The commander also alluded to a report last week from The New York Times that said the United States had rejected an Israeli request to speed up the supply of Boeing KC-46 Pegasus refueling planes.
The jets will be delivered under a $2.4 billion deal signed by the United States and Israel last year. According to the newspaper, Israel considered the planes "essential to attack Iran's nuclear facilities. The characteristics of the KC-46 allow the aircraft to refuel three jets at once in four minutes.
Bar underlined that he did not know why the White House had rejected Israel's request but stressed he had not exhausted the possibility of acquiring at least two (the jets) beforehand.
It is important to note that relations between Israel and Iran have been strained since the 1979 Revolution in Tehran. At that time, supreme leader Ayatollah Khomeini took a sharp anti-Israel stance, severing all ties with his neighbor. Over the years, both sides have engaged in revenge attacks, but have avoided direct military conflict.
Relations between the two sides have deteriorated further because of Iran's nuclear program, which Israel views as a threat to its very existence. In 2015, Iran, Britain, China, France, Germany, Russia, and the United States signed the Joint Comprehensive Plan of Action (JCPOA), commonly known as the 2015 Nuclear Deal.
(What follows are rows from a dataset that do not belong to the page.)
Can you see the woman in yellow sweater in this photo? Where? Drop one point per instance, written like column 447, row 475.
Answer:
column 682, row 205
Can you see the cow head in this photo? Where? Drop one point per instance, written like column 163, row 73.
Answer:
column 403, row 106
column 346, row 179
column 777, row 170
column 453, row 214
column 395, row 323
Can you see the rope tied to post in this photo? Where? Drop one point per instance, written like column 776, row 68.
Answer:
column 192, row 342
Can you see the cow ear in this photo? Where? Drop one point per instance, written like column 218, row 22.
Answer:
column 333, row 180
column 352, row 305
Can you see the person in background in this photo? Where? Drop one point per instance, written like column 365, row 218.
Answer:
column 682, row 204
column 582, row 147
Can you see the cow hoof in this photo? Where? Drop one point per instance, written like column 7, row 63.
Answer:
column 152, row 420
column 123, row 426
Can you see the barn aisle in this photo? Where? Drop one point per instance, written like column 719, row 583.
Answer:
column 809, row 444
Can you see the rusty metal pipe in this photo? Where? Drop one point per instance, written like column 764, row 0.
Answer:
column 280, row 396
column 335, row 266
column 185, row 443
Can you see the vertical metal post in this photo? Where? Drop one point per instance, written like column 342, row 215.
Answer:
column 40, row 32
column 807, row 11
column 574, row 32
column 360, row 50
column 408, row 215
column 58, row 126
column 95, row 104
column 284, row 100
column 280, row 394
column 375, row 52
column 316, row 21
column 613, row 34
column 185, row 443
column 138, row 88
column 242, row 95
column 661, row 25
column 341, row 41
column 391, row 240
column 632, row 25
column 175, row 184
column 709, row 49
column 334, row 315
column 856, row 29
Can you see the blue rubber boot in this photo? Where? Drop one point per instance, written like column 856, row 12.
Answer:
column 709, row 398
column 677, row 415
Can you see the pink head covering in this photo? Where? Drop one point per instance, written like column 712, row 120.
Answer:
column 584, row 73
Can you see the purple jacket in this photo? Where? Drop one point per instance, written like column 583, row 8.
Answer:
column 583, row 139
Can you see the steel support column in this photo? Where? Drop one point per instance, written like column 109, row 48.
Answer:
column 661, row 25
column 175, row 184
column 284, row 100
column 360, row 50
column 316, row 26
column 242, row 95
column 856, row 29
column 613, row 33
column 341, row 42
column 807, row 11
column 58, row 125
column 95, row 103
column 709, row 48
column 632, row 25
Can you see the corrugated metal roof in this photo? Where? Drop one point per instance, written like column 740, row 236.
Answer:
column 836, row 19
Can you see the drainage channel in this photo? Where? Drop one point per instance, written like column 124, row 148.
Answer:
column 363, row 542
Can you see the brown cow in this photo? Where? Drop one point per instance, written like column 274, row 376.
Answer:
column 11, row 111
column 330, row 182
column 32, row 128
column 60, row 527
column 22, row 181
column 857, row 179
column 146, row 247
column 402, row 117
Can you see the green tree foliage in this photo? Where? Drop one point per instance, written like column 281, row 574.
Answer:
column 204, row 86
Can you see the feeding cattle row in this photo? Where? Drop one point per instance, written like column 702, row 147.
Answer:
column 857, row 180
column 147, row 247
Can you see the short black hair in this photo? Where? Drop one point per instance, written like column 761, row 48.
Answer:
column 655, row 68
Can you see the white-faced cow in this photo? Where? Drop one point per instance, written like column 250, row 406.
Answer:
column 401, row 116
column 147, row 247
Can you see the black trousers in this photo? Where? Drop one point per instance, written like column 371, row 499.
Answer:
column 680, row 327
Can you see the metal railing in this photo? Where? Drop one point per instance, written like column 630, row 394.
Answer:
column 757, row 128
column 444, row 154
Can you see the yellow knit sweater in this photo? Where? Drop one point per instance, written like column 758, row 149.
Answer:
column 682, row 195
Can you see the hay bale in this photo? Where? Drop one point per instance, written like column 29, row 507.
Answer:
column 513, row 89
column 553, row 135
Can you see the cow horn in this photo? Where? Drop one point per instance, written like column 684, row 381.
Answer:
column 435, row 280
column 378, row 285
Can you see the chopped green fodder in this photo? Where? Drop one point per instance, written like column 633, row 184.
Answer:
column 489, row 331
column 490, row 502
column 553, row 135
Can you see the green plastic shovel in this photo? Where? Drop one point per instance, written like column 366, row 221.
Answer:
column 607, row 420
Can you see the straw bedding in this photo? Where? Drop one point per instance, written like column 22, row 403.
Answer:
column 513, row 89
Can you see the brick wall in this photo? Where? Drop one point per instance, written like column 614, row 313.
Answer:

Under the agreement, Iran gave up its nuclear program in exchange for the lifting of economic sanctions and an arms embargo.
Israel strongly opposes the JCPOA, with former Prime Minister Benjamin Netanyahu arguing that the deal "does not stand in Iran's path" to (developing a nuclear bomb), but instead opens Iran's path to it.
Donald Trump, President of the United States in 2017, also strongly criticized the deal and in 2018 withdrew the country from the treaty despite warnings and criticism from other signatories.
After taking office, the new US President Joe Biden voiced his intention to revive the JCPOA. President Biden's personal wishes, however, were somewhat hampered by the White House pushing for more restrictions to be included in the agreement.
Earlier this week, US national security adviser Jake Sullivan arrived in Israel for talks with Israeli Prime Minister Naftali Bennett over the Iran nuclear deal.